Создавать, развертывать и отслеживать новые ключи
Создайте новый ключ в Google Cloud Console, ограничьте его API перевода и назначьте соответствующие права доступа пользователю. Обновите настройки Django и путь к файлу или переменной среды, затем перезагрузите или перезапустите службы, чтобы новые учетные данные загружались при запуске. В вашем проекте вызовите set_credentials, чтобы убедиться, что клиент использует новый ключ, и проверьте, что запросы API успешно выполняются в тестовых сценариях в различных средах. После развертывания отслеживайте метрики и оповещения, чтобы убедиться, что запросы поступают с нового ключа, и что кэш и хранилища остаются синхронизированными с обновленными учетными данными, избегая любых регрессий в автоматическом обнаружении и обработке языков (языки, английский) на разных языках.

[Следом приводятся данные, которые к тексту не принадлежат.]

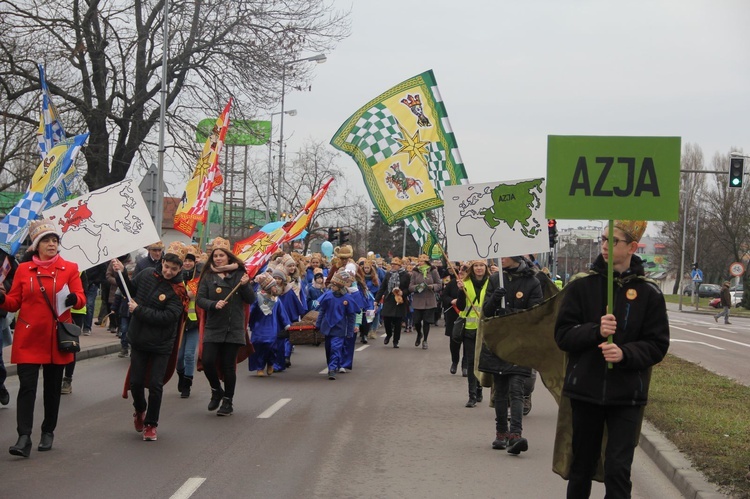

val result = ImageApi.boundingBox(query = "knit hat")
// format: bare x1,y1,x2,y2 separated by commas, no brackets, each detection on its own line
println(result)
615,220,648,242
333,244,354,259
29,218,60,251
211,237,232,252
166,241,188,262
331,269,352,288
255,272,276,291
146,241,164,250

Хранение и ротация ключей: Безопасно храните API-ключи с помощью Azure Key Vault и облачного хранилища
Храните каждую тайну в хранилище ключей Azure. Это позволяет держать конфиденциальные значения вне кода и конфигурации. Используйте один префикс для всех секретов, включите версионирование и применяйте принцип наименьших привилегий с помощью RBAC, чтобы свести к минимуму риски.
Реализуйте поворот по расписанию с использованием workflow, основанного на таймере, в Logic Apps или Azure Automation. Процесс создает новое значение секрета, сохраняет его в хранилище ключей в качестве новой версии и обновляет все ссылки на этот секрет, чтобы использовать последнюю версию.
Управление доступом основано на управляемых удостоверениях, чтобы приложения могли получать секреты во время выполнения, избегая жестко закодированных значений. Применяйте строгие политики доступа, чтобы только предназначенные субъекты могли читать или перечислять секреты.
Для аудита регистрируйте события ротации логов в выделенном контейнере Azure Blob Storage. Храните легковесный JSON-запись с полями, такими как secret_identifier, version, rotation_timestamp и owner.
Модель данных и отслеживаемость помогают обеспечить соответствие требованиям. Поддерживайте минимальную запись для каждой ротации и периодически удаляйте старые версии в соответствии с вашей политикой хранения. Включайте стабильный секретный идентификатор и текущий указатель версии в конфигурацию вашего сервиса.
Если ваша архитектура включает в себя кроссплатформенные компоненты, храните перекрестную ссылку в Blob Storage. Этот файл описывает владельцев и частоту ротации, а также указывает на источник истины для каждого секрета.
При запуске загружайте последнюю версию каждого секрета в ваш сервис через централизованный поставщик конфигурации. Убедитесь, что загруженные значения не пусты, и проверьте, что ротация проходит как ожидается.